This particular version of history, which I call CASE ORANGE (for no particular reason, it just sounded good to me), is identical to our own history until a chilly February evening in a damp Welsh castle in 1502. The change, or
Point of Departure (as some would call it), is that the two Royals staying in the castle that night manage to conceive a child.
So...what's so earth-shattering about that?

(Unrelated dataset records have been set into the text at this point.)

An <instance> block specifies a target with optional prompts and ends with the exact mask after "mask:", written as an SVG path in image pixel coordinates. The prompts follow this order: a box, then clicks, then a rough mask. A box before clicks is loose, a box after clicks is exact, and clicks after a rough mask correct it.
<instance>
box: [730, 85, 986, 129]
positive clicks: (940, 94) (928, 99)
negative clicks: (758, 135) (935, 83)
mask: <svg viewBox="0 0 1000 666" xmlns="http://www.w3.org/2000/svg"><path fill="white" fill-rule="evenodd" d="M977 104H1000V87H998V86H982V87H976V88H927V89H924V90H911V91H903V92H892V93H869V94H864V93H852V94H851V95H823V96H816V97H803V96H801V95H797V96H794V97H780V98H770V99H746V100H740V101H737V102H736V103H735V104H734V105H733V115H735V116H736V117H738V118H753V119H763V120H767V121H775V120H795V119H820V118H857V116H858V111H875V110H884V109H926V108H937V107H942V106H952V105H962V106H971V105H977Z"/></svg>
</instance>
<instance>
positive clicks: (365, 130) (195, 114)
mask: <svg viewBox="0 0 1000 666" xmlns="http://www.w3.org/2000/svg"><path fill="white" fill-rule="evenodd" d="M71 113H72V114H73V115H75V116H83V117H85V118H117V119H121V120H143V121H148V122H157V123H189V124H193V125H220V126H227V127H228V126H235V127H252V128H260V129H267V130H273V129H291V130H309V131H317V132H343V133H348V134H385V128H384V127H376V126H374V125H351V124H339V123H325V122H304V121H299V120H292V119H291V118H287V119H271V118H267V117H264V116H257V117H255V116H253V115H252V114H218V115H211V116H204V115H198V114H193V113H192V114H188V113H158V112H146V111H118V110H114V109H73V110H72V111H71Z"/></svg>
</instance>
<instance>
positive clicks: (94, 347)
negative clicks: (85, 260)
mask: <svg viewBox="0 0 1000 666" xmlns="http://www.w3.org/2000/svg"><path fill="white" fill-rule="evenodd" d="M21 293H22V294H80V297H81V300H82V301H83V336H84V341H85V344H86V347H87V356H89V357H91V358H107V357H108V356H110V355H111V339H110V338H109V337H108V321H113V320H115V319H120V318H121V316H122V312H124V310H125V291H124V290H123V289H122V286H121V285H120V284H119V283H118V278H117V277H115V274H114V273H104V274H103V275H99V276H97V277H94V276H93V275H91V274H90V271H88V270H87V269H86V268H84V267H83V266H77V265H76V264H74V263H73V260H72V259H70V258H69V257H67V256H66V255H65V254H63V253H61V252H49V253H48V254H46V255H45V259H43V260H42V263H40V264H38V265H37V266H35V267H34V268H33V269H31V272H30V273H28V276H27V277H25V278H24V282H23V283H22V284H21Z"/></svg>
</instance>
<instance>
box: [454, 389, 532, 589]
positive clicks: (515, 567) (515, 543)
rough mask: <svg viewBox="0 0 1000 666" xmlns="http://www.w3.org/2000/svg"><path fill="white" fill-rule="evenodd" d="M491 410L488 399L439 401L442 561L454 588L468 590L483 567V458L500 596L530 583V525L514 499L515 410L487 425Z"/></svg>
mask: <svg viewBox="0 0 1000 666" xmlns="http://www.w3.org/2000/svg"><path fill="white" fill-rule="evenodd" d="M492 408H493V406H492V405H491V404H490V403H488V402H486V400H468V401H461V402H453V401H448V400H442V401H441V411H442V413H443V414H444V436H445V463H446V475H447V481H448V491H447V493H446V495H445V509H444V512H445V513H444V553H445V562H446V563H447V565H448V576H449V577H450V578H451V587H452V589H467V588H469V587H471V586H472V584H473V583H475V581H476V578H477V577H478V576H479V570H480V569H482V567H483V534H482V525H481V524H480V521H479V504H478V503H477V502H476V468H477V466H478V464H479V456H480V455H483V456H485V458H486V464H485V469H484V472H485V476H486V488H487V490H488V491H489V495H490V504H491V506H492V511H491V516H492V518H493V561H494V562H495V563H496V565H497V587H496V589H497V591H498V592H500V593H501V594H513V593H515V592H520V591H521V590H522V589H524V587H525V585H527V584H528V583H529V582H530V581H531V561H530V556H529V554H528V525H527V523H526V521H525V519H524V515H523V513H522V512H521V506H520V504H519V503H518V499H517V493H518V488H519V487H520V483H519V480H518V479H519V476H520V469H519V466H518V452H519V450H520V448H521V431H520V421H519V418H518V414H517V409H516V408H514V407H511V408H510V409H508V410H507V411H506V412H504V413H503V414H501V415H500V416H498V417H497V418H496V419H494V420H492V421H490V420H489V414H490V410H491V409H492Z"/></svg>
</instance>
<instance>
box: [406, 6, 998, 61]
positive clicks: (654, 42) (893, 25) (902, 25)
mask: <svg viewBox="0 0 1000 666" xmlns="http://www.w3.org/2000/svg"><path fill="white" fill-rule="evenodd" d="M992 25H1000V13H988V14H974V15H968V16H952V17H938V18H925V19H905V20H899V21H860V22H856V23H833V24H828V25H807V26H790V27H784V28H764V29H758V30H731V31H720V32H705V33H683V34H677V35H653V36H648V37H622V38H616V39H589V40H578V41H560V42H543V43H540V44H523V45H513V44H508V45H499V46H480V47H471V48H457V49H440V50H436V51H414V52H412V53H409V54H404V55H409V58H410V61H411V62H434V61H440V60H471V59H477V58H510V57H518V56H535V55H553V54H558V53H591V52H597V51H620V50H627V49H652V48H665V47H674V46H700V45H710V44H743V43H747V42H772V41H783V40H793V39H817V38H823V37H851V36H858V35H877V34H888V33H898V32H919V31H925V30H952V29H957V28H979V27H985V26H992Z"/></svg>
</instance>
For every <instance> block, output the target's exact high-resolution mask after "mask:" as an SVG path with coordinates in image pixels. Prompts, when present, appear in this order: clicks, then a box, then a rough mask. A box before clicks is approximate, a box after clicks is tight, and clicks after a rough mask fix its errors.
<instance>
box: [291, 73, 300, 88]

Well, nothing much...at least not in the beginning. However, since these particular Royals were the Prince and Princess of Wales,
changes were bound to happen in a big way and soon. More to the point, these particular Royals were Arthur Tudor, who was Henry VIII's older Brother, and his young wife, Catherine (recently of Aragon). The product of their fateful union that night was a boy; unfortunately, the Prince would not live to see the birth of his son at Carnarvon Castle (he was to die, just as in "our" history, on April 2, 1502). The son, named Edward, was to throw the line of succession to his grandfather's throne into turmoil; after all, was he not the son and sole heir to the title of Prince of Wales?
Yeah...so what if he was?
By being the Prince, he became next in line to become King of England when his grandfather, Henry VII, finally got around to dying, which he promptly did on April 21, 1509, when young Edward was but a lad of six. Edward's uncle Henry, who had set his sights on being King himself, was, to say the least, somewhat perturbed by this turn of events, since the boy had failed to die in some "accident" before Henry VII had kicked the bucket. What's more, the old king had taken a liking to his grandson, no doubt due to his eldest son's untimely demise some years before. The younger Henry, then, was forced to take the title of Duke of Richmond and hope that Fate would smile on him and not on Edward.